Una respuesta útil suele verse como una mayor regularidad en las comidas hacia la segunda semana, una digestión más fácil tras aumentar la fibra gradualmente y una tendencia descendente paulatina en el marcador de síntomas elegido entre las semanas cuatro y ocho. Deténgase y reevalúe si aparecen estreñimiento, diarrea, fatiga, pensamientos obsesivos sobre la comida, empeoramiento del dolor o pérdida de peso involuntaria. El plan debe ser lo bastante práctico como para repetirlo, no lo bastante llamativo como para fotografiarlo una sola vez.
Sus preguntas sobre los alimentos para la inflamación y la hinchazón articular
¿Puede una dieta antiinflamatoria ayudar con la artritis o el dolor articular?
Puede ayudar a controlar los síntomas, especialmente como parte de un patrón de estilo mediterráneo que mejora la calidad de la alimentación y puede contribuir al control del peso en la artrosis. No puede curar la artritis ni sustituir la atención reumatológica. La artritis reumatoide, la artritis psoriásica, la gota y la artrosis necesitan planes médicos diferentes, aunque la base alimentaria se solape.
¿Puede la comida reducir la inflamación tanto como los AINE?
No. Los AINE son medicamentos con un efecto farmacológico definido y riesgos que requieren un uso adecuado.

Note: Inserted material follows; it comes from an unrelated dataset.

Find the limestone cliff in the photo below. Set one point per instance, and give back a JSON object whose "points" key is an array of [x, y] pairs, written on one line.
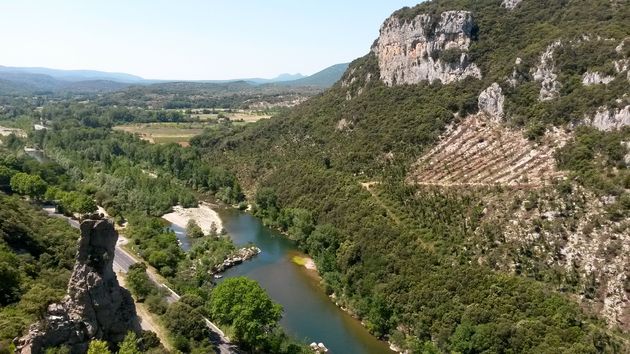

El aceite de oliva, el pescado, las verduras y las especias son herramientas dietéticas de apoyo, no sustitutos equivalentes por dosis. No deje de tomar los antiinflamatorios prescritos porque un plan de comidas parezca más saludable.
¿El aceite de pescado es tan bueno como comer pescado azul?
El aceite de pescado puede ser apropiado en casos seleccionados, especialmente para quienes no comen pescado, pero importan la dosis, la calidad del producto, el riesgo de sangrado, los efectos gastrointestinales y las interacciones con medicamentos. El pescado azul ofrece una matriz alimentaria con proteína y micronutrientes, a la vez que sustituye otras proteínas animales. Consulte a un profesional sanitario antes de usar aceite de pescado en dosis altas si toma anticoagulantes, tiene una cirugía prevista o padece un trastorno hemorrágico.
¿La cúrcuma realmente reduce la hinchazón articular y debería tomarla con pimienta negra?
Los suplementos de curcumina han mostrado potencial para los síntomas de artritis reumatoide en intervenciones controladas, pero los suplementos varían mucho en dosis y absorción. La cúrcuma culinaria es segura para muchas personas como condimento. La pimienta negra puede aumentar la absorción, pero la piperina puede alterar el metabolismo de los medicamentos; evite autoadministrarse productos de cúrcuma y piperina en dosis altas si toma medicación habitual, tiene enfermedad de la vesícula biliar o está embarazada sin orientación clínica.
¿Cuánto pescado, frutos secos, legumbres, fruta y verduras debería comer cada semana?
Un patrón práctico para adultos consiste en dos comidas con pescado a la semana, un pequeño puñado de frutos secos o semillas la mayoría de los días, alubias o lentejas al menos tres veces por semana e idealmente con mayor frecuencia, fruta una o dos veces al día y verduras en dos o más comidas diarias. Su apetito, necesidades energéticas, función renal, tolerancia digestiva y plan de tratamiento pueden requerir modificaciones.
Este contenido se basa en investigación sobre nutrición clínica y planificación práctica de comidas. Tiene únicamente fines informativos y no constituye asesoramiento médico. Consulte a un profesional sanitario cualificado antes de hacer cambios importantes en su rutina alimentaria.